— Следовательно, реальный мир — это просто набор сущностей, одинаково воспринимаемых разными людьми?
Самсон скривил губы и заявил:
— Я уже говорил, что не силён в метафизике, однако считаю это допустимым доказательством.
— Да… Но, доктор, предположим, что все наблюдатели ошибаются. Предположим, к примеру, наличие множества миров и реальностей, а не только одной. Предположим далее, что наблюдатель воспринимает лишь одну произвольно выбранную реальность из бесконечного ряда реальностей. Или предположим, сама природа единой реальности такова, что она способна меняться, а я каким-то образом воспринимаю её изменения.
Доктор Самсон вздохнул, вытащил небольшую зелёную летучую мышь, случайно залетевшую ему в пиджак, и рассеянно прихлопнул её линейкой.
— Если это так, — сказал он, — то я не могу опровергнуть ни одного из твоих предположений.
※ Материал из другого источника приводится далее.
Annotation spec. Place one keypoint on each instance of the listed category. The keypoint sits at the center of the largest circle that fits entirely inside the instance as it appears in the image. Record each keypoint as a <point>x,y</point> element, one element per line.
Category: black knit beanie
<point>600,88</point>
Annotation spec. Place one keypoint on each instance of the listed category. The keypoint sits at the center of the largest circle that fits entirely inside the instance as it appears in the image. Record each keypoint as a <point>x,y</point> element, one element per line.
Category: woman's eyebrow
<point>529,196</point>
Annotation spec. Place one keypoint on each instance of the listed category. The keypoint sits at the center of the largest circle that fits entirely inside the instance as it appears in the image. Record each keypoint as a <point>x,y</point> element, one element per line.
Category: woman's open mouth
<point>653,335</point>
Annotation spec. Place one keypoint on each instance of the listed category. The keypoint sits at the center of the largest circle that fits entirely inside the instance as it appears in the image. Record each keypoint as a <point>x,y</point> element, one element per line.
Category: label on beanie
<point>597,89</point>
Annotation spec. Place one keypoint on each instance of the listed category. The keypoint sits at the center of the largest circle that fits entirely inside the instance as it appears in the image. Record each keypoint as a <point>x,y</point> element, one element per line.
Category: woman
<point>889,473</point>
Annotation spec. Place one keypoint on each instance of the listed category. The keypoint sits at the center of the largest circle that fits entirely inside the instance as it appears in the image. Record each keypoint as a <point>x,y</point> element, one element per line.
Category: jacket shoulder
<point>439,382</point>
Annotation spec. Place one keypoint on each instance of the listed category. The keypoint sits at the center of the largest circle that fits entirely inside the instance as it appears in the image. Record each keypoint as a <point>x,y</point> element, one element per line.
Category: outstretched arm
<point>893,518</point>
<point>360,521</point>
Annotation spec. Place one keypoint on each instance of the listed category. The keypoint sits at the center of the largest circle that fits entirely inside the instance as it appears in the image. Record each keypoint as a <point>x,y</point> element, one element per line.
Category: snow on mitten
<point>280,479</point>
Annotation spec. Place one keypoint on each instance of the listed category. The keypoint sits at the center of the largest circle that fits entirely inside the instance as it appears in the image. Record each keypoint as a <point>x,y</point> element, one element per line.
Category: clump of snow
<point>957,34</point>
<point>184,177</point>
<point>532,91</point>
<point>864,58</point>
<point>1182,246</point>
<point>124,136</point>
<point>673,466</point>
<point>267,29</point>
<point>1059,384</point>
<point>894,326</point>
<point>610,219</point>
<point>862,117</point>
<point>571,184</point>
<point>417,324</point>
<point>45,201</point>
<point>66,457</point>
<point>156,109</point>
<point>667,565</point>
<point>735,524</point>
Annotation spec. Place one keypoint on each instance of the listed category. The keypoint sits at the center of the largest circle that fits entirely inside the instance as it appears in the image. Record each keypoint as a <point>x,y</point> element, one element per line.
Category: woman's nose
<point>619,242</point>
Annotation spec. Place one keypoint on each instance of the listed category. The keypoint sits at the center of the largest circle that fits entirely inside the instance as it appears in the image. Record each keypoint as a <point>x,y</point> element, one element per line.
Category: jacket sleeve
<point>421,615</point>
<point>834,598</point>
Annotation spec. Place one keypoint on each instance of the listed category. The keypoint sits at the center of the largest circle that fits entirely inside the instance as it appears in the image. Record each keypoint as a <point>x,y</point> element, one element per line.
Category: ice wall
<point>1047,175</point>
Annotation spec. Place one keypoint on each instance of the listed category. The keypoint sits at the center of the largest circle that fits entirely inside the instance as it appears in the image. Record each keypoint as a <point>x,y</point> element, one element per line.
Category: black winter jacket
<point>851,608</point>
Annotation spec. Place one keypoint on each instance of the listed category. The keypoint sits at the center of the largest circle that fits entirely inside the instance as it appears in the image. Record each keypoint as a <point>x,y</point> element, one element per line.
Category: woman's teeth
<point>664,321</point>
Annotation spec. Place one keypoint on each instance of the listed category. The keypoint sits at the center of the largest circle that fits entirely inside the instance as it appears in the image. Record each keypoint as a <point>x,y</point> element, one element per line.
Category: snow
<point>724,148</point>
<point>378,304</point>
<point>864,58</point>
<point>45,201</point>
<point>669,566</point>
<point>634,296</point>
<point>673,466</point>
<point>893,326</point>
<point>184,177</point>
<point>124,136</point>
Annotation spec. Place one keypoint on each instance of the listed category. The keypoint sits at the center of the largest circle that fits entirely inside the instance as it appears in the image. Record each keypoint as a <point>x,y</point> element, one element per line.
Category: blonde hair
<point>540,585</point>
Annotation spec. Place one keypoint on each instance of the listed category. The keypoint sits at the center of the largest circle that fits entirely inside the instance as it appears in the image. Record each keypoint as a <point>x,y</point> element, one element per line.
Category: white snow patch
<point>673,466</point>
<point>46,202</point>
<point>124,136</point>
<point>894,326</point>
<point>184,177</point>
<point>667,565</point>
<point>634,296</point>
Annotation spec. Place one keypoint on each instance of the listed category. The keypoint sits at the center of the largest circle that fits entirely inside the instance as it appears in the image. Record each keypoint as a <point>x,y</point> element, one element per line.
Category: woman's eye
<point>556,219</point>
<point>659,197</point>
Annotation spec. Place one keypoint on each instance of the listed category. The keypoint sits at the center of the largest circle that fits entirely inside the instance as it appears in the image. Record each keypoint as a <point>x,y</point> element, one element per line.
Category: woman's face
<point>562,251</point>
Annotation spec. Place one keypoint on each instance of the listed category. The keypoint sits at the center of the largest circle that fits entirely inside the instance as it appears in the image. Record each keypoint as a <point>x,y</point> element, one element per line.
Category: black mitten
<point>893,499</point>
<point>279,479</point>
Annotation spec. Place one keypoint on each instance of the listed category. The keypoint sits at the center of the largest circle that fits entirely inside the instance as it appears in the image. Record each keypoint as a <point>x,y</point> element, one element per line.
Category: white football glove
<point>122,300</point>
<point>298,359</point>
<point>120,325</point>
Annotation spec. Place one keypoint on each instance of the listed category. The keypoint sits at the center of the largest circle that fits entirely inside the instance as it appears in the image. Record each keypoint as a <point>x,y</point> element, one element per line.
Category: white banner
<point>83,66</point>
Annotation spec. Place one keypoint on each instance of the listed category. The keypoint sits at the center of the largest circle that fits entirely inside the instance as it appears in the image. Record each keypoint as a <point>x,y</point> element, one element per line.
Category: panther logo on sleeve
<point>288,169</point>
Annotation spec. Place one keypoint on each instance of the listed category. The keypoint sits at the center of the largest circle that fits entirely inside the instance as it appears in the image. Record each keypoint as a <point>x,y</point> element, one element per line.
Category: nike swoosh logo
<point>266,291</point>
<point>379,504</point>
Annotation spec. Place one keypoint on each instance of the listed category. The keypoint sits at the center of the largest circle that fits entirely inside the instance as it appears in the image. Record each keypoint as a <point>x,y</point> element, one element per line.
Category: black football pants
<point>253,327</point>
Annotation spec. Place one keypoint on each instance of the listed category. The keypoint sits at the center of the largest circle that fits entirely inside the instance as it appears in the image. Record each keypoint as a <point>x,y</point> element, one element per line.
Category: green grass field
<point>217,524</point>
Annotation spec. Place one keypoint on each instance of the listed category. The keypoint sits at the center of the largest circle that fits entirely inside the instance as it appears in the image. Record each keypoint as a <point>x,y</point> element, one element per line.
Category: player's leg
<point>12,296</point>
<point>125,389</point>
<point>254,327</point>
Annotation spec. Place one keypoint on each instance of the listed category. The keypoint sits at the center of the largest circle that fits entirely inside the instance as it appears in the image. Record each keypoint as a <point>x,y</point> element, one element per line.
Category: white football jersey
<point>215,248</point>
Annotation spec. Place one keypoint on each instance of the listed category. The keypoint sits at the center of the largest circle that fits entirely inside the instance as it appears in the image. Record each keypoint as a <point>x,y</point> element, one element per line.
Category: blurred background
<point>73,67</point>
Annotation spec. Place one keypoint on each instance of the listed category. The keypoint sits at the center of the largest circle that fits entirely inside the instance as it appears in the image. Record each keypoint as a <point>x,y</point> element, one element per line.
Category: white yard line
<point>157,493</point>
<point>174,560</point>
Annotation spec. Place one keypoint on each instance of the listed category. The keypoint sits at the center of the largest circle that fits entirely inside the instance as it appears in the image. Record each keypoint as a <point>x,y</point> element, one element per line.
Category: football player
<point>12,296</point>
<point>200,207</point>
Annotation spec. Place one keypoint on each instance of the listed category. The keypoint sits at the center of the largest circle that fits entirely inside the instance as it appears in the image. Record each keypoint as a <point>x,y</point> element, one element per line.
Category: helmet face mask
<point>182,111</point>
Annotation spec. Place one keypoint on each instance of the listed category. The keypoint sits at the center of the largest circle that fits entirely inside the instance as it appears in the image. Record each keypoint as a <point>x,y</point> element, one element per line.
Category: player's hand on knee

Том, я считаю, что нам лучше ещё раз проанализировать весь твой сон.
Лэниген скривился.
— Мне бы действительно этого не хотелось. У меня такое чувство…
— Догадываюсь, что ты имеешь в виду, — улыбнувшись, произнёс Самсон. — Зато мы раз и навсегда либо докажем, либо опровергнем твои сомнения, не так ли?
— Видимо, да, — согласился Лэниген. Набравшись храбрости (а что ещё оставалось делать?) он начал: — Значит так: сон начинается… начинается…
От одного только воспоминания его сковал ужас — головокружительный, тошнотворный ужас. Лэниген пытался было встать с кушетки, но увидел нависшее над собой лицо доктора, блеснувшее металлом, услышал, как тот произнёс: «Попробуй расслабиться… подумай о чём-нибудь приятном», а затем либо Лэниген, либо мир, либо тот и другой вместе, умерли.
Лэниген и (или) мир вернулись к существованию. Какое-то время прошло, а может, и не прошло. Что-то, может, произошло, а может, и нет.
Лэниген приподнялся на кушетке и посмотрел на Самсона.
— Ну, как себя чувствуешь? — спросил доктор.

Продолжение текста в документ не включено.